Motivation and rate of perceived exertion
On a scale from 0–100 the motivation to perform during TTE was 76 ± 4, 80 ± 3 and 84 ± 3 after ingestion of CHO, CHO+PROT and PLA. These numbers correspond to high motivation to perform maximally, and there were no differences in motivation among the three dietary interventions. There also were no differences in rating of perceived exertion among the three dietary interventions at the beginning of the TTE (Fig 9). However, at 15 min of cycling rating of perceived exertion was significantly higher after ingestion of PLA compared to CHO+PROT and CHO (p<0.05). RPE at exhaustion was similar during the three performance tests (TTE).

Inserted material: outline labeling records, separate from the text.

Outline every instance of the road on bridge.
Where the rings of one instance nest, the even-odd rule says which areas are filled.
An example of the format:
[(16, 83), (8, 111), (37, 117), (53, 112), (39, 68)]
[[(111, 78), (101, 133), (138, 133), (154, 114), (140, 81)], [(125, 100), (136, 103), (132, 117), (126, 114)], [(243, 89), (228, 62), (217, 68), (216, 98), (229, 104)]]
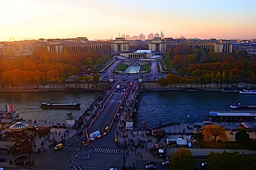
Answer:
[(88, 130), (88, 136), (96, 131), (99, 131), (101, 133), (105, 132), (105, 128), (110, 125), (121, 102), (121, 100), (125, 94), (125, 91), (123, 91), (123, 88), (120, 88), (120, 93), (114, 93), (105, 105), (101, 113)]

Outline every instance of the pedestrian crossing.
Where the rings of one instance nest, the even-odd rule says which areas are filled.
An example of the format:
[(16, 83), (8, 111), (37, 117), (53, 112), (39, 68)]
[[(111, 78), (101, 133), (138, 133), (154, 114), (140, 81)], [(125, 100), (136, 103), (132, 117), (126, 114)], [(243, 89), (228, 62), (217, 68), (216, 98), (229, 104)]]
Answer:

The main finding in the present study is that a CHO+PROT supplementation during the first 2 h after exhaustive cycling was superior to an isocaloric carbohydrate supplement for cycling performance recover when assessed 18 h later. CHO+PROT supplementation immediately after exercise increased plasma concentrations of glucose, insulin, BCAA and a number of other amino acids. CHO supplementation also caused increases in plasma glucose and insulin, but the concentration of many amino acids decreased, probably caused by insulin effects on amino acid removal from plasma. Nitrogen balance during the recovery period was positive after intake of protein immediately after exhaustion (CHO+PROT), but was negative in CHO despite that 1.03 g protein ∙ kg body weight-1 was provided during the 18 h recovery. Reducing the intake of carbohydrates (PLA) during the recovery period resulted in a more negative protein balance and reduced recovery of performance compared to CHO. Our results suggest that CHO+PROT during the first 2 h of an 18 h recovery period accelerates repair of protein function and possibly resynthesis of muscle glycogen stores [6,23–25] resulting in improved exercise performance at the end of recovery. Limiting carbohydrate intake during recovery also adversely affected recovery, and this may be related to the inability to recover sufficient muscle glycogen stores .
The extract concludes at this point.